La balance de paiement, un outil important d’aideà la décision
S’agissant de la balance des paiements, il a rappelé qu’il est un « outil important d’aide à la décision » et constitue le « reflet de la situation réelle d’un pays à économie ouverte, de sa capacité à entretenir des relations économiques et financières ordonnées avec le reste du monde ». « Elle permet, a-t-il expliqué, à un pays, une insertion dans les courants d’échanges internationaux, et reflète l’état et l’évolution de son besoin ou de sa capacité de financement ». Le ministre de l’Économie a ainsi exhorté la direction du Commerce extérieur, membre du Comité national, qui a présenté le thème de cette rencontre, à fournir à la Bceao, dans les délais fixés, des réponses de qualité sur les relations entretenues avec l’extérieur.

« La fiabilité des données collectées permet d’apprécier davantage le dynamisme de l’économie dans le but de concevoir des politiques appropriées visant à encourager et à orienter les actions d’investissement aussi bien du secteur privé que du secteur public », a noté M. Ba qui s’est aussi réjoui du fait que le Comité national ait déjà validé les balances des trois premiers trimestres de l’année 2016. Pour sa part, le directeur national de la Bceao, Ahmadou Al Aminou Lô, a indiqué que « la politique économique de notre pays est sur la bonne voie ». Mais il faut, a-t-il ajouté, « accélérer le rythme, la cadence ». La réduction du déficit de la balance de paiements passe, à son avis, par l’augmentation des exportations et surtout par la diminution des importations. Dans cette perspective, a laissé entendre le directeur national de la Bceao, « le potentiel des ressources naturelles du Sénégal devrait être davantage exploité et les programmes d’investissement intensifiés avec un accent particulier sur le Partenariat public-privé (Ppp) pour une meilleure contribution des nouvelles filières exportatrices à la croissance économique ». A terme, souligne-t-il, « nous espérons avoir une balance excédentaire lorsque le Sénégal commencera à exporter son pétrole, et si la production est à la hauteur des espérances ».

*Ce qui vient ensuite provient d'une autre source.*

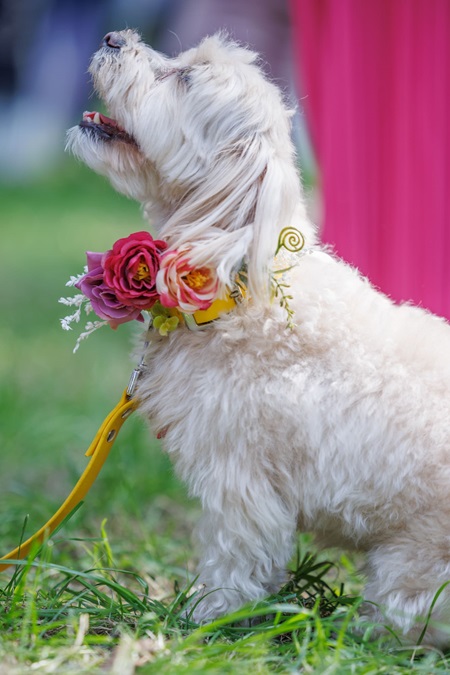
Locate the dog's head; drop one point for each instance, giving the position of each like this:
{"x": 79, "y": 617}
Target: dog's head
{"x": 202, "y": 141}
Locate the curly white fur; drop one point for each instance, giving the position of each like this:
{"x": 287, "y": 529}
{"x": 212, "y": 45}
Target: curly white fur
{"x": 340, "y": 426}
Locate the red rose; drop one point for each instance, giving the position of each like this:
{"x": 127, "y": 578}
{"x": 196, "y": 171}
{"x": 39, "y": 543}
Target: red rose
{"x": 130, "y": 269}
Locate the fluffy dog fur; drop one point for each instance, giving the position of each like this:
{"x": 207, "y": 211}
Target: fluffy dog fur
{"x": 340, "y": 426}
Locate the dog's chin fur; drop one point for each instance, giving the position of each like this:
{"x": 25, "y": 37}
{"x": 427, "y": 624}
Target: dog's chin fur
{"x": 340, "y": 426}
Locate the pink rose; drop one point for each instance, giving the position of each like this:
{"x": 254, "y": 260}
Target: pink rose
{"x": 103, "y": 299}
{"x": 181, "y": 285}
{"x": 131, "y": 268}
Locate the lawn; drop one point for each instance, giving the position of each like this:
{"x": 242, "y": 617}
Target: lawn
{"x": 109, "y": 591}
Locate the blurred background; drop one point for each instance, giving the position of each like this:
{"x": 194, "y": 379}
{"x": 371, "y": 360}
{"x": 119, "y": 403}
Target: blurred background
{"x": 371, "y": 83}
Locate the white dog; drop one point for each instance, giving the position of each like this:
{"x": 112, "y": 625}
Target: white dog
{"x": 337, "y": 424}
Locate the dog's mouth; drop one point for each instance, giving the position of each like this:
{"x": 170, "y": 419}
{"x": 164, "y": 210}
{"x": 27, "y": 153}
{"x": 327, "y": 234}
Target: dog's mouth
{"x": 105, "y": 128}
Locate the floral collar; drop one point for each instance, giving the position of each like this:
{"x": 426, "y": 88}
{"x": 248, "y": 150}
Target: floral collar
{"x": 141, "y": 274}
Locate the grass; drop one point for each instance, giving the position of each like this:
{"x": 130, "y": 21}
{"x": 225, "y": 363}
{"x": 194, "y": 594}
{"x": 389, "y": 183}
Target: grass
{"x": 110, "y": 591}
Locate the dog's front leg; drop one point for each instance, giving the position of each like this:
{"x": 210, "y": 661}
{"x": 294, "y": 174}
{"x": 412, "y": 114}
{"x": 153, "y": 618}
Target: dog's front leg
{"x": 246, "y": 547}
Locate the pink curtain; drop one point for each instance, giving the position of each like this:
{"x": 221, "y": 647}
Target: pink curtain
{"x": 375, "y": 85}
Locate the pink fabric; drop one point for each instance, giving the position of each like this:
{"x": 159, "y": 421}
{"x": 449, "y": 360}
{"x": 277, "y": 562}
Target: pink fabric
{"x": 375, "y": 85}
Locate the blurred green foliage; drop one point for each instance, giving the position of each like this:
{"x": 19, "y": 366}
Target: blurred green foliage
{"x": 52, "y": 401}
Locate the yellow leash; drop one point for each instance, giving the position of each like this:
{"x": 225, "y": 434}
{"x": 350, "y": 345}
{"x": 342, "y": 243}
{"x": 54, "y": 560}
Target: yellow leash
{"x": 98, "y": 452}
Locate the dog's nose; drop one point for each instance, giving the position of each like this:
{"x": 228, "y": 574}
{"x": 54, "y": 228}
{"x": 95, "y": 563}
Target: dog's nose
{"x": 113, "y": 40}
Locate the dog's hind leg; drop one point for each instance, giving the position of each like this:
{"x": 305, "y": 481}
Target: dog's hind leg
{"x": 408, "y": 588}
{"x": 246, "y": 543}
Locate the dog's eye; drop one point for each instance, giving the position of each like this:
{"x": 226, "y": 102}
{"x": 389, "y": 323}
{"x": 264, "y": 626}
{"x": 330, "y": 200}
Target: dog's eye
{"x": 184, "y": 75}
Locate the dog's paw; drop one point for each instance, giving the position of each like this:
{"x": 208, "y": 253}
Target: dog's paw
{"x": 208, "y": 604}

Intégration économique : Le directeur national de la Bceao juge le commerce intra-Uemoa faible
Le Sénégal est la deuxième économie après la Côte d’Ivoire dans l’espace de l’Union économique et monétaire ouest-africaine (Uemoa). Il est l’un des pays les plus actifs en commerce au sein de la zone. Cependant, a déploré le directeur national de la Bceao, Ahmadou Al Aminou Lô, « le commerce intra-Uemoa reste faible ». « Lorsque vous prenez le total des exportations des huit pays comparé aux flux à l’intérieur de l’Union, il ne représente que 17 % », a-t-il regretté, alors que « ce qui caractérise une zone monétaire, c’est le commerce intra-zone ».

L’autre indicateur non moins important reste la mise en œuvre depuis le 1er janvier 2000 d’une Union douanière marquée par un régime de libéralisation des échanges intracommunautaires. A ce niveau, a constaté M. Lô, « l’intégration commerciale au sein de la zone s’avère toujours faible comparativement aux potentiels d’échanges commerciaux entre pays partageant une même monnaie et des politiques communes ». Selon lui, les effets attendus d’une Union douanière tardent à se manifester pleinement. La zone Uemoa devra, à ses yeux, « consolider et élargir ses parts de marchés dans les échanges internationaux ».